The American friends who read the Star of the West in 1910 followed Moody's work through the letters the magazine printed in nearly every number. One issue carried a letter from a Persian believer, Fareeza Khánum, describing a gathering of the women of Tehran who had assembled to meet the new American doctor — photographs shared, spiritual matters discussed, the prospects of the work ahead weighed with hope. The next issue carried Moody's own words.
She did not write at length about hardships, though there were many. She summed up the thing the American friends had most been waiting to hear in a single sentence, plain and certain: "The girls' school is assured." Five words. No flourish. But in those five words a whole future was being promised. The school would not collapse. The daughters of Tehran — Bahá'í, Muslim, Jewish, Zoroastrian alike — would find, inside its walls, the kind of education the wider city was not yet willing to give them.
It is worth pausing on how a great light often actually arrives in the world: not as a blaze, but as a small, steady flame, tended by ordinary hands, reported in ordinary letters. The girls' school is assured. It reads like a note about business. It was, in truth, a sunrise being announced for thousands of girls who would otherwise have grown up in the dark.

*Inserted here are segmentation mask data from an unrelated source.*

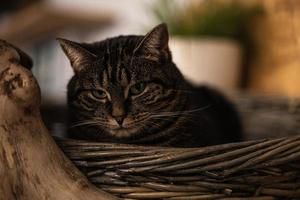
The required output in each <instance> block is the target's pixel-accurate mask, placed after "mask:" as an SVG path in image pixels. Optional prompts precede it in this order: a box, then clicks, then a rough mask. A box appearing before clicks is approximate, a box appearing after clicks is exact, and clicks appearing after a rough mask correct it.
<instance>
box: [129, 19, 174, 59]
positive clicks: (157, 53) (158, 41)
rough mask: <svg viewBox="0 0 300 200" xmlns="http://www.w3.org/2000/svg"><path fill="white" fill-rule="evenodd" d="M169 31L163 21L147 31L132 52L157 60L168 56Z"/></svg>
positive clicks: (151, 58)
mask: <svg viewBox="0 0 300 200" xmlns="http://www.w3.org/2000/svg"><path fill="white" fill-rule="evenodd" d="M168 43H169V33H168V28H167V25H166V24H165V23H163V24H159V25H158V26H156V27H154V28H153V29H152V30H151V31H150V32H148V33H147V34H146V35H145V36H144V38H143V39H142V41H141V42H140V43H139V44H138V46H137V47H136V49H135V51H134V53H135V55H136V54H139V55H142V56H145V57H146V58H148V59H151V60H154V61H159V60H160V59H161V58H164V59H168V58H170V51H169V46H168Z"/></svg>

The lamp that outlasted its bearer
The school Moody helped to steady did endure. The Tarbíyat Girls' School went on for another quarter of a century, until it was closed in 1934 by order of the Persian government along with all the other Bahá'í schools of the country. By the time its doors were shut, it had educated thousands of girls. Its graduates became the teachers, the physicians, and the capable women of a generation that had grown up under the discipline of an idea Moody had crossed the world to serve.
She herself gave the rest of her long life to Persia, returning there even after difficult years, and is remembered among the early American believers as one of the first to answer, in the flesh and at real cost, the Master's call to carry the light eastward. She had been an established doctor with everything to lose; she laid it all down to become a lamp in a far city.
That is the facet of Núr this story holds up. Light received is a gift; light carried is a calling. Susan Moody heard the call when she was old enough to have declined it with honour — and instead she rose, closed her comfortable life, and walked her lamp into one of the darker rooms of the world, where it is burning still in every life it touched. "The girls' school is assured," she wrote. And so, because of such bearers of light, it was.
This is a retelling. For the fuller account, see Star of the West, Volume 1.